Gestern habe ich meine Ziele und mich in Niederhelden vorgestellt. Schnell kristallisierte sich in der Diskussion das Thema Dorfentwicklung heraus. Eindeutiger Tenor: Wir müssen die Dörfer dabei unterstützen, attraktiv zu bleiben. Das ist für mich ein wichtiger Punkt auf meiner Agenda. Denn die Dörfer werden den demographischen Wandel stärker zu spüren bekommen als die Innenstadt.

 In Helden und Niederhelden ist auf diesem Gebiet Vorbildliches geleistet worden. In beiden Dörfern wurden unter großem Engagement von Bürgern, der Stadt und externer Experten Konzepte erarbeitet, wie sich diese beiden Dörfer jeweils in der Zukunft weiterentwickeln können. Die Konzepte enthalten zum Teil städtebauliche Maßnahmen, zum Teil auch Maßnahmen zur Verbesserung des sozialen Zusammenlebens. Erste Maßnahmen sind umgesetzt. Weitere sollten folgen.

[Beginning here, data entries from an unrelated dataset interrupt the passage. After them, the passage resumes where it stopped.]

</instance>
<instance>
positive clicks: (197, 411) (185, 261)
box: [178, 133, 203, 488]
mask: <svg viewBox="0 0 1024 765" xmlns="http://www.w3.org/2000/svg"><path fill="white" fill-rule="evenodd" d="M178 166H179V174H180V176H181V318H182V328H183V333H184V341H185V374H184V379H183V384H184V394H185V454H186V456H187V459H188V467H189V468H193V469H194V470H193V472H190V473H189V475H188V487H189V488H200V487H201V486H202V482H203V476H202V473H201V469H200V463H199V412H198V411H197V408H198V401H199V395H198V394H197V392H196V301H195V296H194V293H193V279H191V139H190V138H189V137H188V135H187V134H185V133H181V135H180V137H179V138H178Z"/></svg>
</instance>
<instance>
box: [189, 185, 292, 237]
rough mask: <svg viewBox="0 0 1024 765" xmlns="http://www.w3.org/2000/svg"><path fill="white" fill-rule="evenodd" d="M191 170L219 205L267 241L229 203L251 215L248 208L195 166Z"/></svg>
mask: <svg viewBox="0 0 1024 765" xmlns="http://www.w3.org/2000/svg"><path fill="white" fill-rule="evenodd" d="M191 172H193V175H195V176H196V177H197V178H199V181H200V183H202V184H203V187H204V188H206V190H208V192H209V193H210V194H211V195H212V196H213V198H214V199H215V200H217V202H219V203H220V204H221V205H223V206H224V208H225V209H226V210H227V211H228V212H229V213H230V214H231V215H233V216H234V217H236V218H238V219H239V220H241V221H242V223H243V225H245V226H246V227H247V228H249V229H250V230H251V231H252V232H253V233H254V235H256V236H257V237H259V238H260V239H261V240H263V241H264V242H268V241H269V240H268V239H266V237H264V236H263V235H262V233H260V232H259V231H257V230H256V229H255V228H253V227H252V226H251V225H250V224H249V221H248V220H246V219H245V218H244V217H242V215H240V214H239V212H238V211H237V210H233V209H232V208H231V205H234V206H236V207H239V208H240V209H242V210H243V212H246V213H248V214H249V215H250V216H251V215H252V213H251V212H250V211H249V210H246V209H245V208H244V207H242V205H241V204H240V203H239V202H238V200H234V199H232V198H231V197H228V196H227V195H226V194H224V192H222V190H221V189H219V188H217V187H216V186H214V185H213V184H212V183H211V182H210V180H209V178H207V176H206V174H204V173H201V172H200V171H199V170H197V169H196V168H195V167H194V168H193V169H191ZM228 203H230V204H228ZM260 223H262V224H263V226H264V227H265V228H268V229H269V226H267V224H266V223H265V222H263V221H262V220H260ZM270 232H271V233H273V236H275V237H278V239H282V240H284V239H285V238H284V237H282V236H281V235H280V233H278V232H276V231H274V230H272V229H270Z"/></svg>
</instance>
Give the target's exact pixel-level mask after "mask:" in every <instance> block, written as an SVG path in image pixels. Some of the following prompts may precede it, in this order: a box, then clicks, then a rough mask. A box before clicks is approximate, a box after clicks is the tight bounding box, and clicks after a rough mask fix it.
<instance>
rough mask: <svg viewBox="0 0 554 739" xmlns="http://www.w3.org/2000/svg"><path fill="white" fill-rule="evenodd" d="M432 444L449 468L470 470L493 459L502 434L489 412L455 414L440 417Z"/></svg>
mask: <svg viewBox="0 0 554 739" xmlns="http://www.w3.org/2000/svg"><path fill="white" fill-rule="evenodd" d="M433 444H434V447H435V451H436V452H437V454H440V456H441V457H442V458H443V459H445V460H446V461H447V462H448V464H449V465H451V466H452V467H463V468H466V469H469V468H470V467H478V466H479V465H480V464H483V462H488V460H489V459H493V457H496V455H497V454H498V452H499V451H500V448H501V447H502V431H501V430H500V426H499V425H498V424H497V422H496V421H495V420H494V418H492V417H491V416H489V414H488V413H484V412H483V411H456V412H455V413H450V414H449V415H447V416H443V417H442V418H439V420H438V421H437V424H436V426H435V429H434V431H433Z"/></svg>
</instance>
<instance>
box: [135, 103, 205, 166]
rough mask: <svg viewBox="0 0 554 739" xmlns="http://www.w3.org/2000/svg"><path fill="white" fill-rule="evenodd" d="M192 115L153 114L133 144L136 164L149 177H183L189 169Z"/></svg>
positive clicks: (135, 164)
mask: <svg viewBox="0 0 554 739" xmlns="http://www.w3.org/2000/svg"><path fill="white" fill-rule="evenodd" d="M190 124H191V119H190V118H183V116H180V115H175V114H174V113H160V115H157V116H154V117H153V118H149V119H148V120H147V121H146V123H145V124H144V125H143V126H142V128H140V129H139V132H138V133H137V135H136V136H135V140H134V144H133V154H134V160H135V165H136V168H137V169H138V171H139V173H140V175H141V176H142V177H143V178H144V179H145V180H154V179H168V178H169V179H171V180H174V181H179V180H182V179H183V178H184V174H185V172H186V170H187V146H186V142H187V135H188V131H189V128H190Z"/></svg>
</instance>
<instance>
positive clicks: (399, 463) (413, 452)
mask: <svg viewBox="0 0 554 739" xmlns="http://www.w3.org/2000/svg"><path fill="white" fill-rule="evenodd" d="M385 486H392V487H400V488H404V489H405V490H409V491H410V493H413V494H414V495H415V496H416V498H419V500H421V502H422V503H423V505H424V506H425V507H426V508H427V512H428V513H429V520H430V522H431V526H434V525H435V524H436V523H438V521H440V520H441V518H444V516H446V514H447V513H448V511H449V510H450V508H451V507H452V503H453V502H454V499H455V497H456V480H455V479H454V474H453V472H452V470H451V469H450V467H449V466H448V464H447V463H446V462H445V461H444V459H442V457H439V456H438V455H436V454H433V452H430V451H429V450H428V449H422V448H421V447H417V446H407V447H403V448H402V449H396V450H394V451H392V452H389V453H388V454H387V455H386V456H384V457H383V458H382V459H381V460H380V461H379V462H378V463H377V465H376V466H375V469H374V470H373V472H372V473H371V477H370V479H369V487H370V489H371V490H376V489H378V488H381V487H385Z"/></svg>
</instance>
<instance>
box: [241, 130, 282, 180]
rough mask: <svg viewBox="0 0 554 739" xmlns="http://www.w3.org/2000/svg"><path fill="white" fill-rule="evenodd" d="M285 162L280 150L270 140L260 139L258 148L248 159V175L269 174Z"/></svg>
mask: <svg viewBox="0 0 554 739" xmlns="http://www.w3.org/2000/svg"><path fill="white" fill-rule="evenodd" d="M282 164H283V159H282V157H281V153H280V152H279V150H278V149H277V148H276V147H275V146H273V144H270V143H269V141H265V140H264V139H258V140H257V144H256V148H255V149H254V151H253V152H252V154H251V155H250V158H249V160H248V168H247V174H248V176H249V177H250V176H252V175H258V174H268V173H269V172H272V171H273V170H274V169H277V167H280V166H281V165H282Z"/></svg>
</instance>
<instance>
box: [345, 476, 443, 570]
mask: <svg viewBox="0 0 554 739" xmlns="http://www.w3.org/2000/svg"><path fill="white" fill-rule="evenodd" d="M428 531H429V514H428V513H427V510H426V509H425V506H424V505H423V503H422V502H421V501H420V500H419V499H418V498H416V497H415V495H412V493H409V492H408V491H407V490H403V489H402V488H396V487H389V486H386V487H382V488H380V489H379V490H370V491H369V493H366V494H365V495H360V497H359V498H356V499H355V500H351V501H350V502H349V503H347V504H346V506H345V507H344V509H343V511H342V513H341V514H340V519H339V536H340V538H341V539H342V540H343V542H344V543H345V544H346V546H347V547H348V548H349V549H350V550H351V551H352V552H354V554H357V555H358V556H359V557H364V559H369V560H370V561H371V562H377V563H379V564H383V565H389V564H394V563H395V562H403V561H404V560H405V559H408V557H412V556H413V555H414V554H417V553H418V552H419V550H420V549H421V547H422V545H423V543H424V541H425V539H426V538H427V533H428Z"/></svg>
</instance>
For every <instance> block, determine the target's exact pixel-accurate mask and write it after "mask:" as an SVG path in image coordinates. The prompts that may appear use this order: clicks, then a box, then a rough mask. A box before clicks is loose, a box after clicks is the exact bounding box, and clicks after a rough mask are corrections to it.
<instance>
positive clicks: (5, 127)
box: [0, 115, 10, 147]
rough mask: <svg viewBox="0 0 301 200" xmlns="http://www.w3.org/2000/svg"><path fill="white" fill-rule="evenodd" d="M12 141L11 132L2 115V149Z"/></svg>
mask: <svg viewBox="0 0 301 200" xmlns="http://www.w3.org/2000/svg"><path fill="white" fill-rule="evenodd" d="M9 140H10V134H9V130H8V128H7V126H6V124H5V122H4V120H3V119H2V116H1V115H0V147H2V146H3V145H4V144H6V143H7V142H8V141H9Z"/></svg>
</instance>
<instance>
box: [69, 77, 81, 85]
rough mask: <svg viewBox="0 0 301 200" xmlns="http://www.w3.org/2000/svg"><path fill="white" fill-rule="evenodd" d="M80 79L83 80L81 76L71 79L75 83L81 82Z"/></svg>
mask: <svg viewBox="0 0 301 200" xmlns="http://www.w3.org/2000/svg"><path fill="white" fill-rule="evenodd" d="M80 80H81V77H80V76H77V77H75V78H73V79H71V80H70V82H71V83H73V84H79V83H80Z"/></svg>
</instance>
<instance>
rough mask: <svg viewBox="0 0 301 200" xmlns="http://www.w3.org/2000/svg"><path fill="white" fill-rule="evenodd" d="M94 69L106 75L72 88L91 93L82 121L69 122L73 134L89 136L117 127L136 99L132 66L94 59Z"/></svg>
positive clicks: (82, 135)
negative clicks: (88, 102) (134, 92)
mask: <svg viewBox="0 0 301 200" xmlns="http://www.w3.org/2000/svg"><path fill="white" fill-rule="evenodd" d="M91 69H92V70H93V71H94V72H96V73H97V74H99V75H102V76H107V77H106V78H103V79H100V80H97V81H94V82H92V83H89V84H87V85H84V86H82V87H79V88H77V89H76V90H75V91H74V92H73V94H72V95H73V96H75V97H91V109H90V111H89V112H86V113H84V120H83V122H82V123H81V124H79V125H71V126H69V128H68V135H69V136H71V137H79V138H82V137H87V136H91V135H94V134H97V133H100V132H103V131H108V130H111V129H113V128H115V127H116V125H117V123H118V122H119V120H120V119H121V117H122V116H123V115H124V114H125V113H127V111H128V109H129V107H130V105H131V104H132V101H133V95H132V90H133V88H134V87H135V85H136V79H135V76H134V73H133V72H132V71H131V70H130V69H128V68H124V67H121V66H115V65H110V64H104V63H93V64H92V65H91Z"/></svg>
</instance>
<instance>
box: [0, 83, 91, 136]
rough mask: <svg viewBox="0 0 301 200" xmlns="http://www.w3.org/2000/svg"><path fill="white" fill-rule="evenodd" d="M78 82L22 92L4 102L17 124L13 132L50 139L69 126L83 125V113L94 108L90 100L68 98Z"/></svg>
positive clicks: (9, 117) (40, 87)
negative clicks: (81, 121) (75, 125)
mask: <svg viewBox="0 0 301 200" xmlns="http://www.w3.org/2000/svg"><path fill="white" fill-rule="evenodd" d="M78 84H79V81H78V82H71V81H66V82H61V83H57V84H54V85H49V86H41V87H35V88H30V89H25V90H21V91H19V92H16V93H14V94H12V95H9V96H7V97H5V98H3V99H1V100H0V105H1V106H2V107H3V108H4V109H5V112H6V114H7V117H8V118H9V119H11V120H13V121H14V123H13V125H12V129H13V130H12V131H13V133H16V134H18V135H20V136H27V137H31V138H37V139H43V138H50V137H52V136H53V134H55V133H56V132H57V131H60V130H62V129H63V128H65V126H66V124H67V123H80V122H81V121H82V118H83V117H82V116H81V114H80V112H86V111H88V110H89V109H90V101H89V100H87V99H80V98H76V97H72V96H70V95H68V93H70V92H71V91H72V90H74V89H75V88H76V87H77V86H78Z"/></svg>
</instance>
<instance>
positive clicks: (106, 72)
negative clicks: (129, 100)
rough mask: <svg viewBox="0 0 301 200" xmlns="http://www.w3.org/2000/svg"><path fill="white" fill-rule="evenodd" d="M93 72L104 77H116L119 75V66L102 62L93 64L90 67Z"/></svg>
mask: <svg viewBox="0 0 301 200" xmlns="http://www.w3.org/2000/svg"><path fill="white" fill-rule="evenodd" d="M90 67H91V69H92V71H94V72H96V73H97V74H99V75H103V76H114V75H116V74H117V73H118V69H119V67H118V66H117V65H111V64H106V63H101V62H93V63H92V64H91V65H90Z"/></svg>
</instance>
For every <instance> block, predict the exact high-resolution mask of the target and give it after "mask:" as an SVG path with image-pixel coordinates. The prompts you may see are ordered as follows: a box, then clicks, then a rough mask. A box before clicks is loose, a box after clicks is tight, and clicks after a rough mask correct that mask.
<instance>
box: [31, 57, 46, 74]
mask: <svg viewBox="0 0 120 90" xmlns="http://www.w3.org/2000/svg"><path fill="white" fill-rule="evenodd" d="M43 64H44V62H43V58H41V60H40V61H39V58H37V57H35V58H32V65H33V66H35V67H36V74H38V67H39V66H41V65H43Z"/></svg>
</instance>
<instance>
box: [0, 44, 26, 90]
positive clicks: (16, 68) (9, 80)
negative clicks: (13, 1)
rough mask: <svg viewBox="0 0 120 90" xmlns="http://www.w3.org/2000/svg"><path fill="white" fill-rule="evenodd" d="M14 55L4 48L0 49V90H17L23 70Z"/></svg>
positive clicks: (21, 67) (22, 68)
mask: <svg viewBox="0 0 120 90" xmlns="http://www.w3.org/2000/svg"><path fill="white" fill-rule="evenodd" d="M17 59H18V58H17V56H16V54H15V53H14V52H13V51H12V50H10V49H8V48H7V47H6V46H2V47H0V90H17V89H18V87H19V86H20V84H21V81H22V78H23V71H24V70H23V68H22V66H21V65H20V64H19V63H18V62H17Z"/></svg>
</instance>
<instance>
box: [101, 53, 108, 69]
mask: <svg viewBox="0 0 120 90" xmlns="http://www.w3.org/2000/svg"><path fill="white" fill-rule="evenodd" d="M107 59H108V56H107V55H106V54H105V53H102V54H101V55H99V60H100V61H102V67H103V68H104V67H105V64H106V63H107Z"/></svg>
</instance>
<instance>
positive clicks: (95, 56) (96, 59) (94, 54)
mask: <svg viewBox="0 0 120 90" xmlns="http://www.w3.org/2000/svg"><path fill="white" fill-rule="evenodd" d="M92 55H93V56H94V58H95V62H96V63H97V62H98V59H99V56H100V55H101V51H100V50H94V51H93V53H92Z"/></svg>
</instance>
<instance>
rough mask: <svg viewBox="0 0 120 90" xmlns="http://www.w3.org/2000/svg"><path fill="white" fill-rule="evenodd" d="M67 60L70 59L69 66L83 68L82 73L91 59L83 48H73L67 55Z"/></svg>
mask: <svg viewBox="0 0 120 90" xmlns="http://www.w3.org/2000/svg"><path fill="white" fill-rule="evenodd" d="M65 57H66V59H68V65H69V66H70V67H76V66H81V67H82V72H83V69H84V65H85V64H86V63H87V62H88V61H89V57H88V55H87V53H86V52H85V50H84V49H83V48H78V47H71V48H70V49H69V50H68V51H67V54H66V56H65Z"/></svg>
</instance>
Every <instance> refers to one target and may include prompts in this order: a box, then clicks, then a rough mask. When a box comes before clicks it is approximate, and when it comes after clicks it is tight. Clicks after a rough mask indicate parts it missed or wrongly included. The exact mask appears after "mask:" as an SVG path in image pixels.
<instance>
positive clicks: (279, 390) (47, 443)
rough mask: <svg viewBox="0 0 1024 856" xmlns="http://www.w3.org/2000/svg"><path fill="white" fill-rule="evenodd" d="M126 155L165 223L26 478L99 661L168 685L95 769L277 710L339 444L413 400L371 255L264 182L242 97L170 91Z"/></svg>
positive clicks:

Die Kommune kann den Dörfern aber nur „Hilfe“ zur „Selbsthilfe“ leisten. Städtische Unterstützung kann nur auf fruchtbaren Boden fallen, wo es eine aktive und engagierte Dorfgemeinschaft gibt. Das ist im Repetal der Fall. Hier gibt es ein tolles Gemeinschaftsgefühl und einen prall gefüllten Veranstaltungskalender, ein dichtes Vereinsnetz und viele Gemeinschaftsinitiativen. Bestes Beispiel ist, dass sich mit den Heldener Natur- und Heimatfreunden ein eigens eingetragener Verein um die Ortsbildpflege kümmert. In solchen Dörfern können Maßnahmen wie der Brötchenverkauf und die Einrichtung eines Jugendtreffs, für den sich vor allem mein Stellvertreter in der Fraktion, Günter Schulte, im Stadtrat stark gemacht hat, in Helden oder zahllose ortsbildverschönernde Maßnahmen in Niederhelden auf den Weg gebracht werden.

 Die Dorfentwicklungskonzepte waren von Anfang an als Modelle auch für andere Dörfer gedacht. Dies möchte ich in der neuen Legislaturperiode als Bürgermeister ermöglichen. Andere Dörfer haben selbstverständlich den gleichen Anspruch auf Zukunft und auf Fördermaßnahmen durch die Stadt – vorausgesetzt es gibt dort eine Dorfgemeinschaft, welche selbst Initiative zeigt. Aber darum mache ich mir bei vielen anderen Orten keine Sorgen.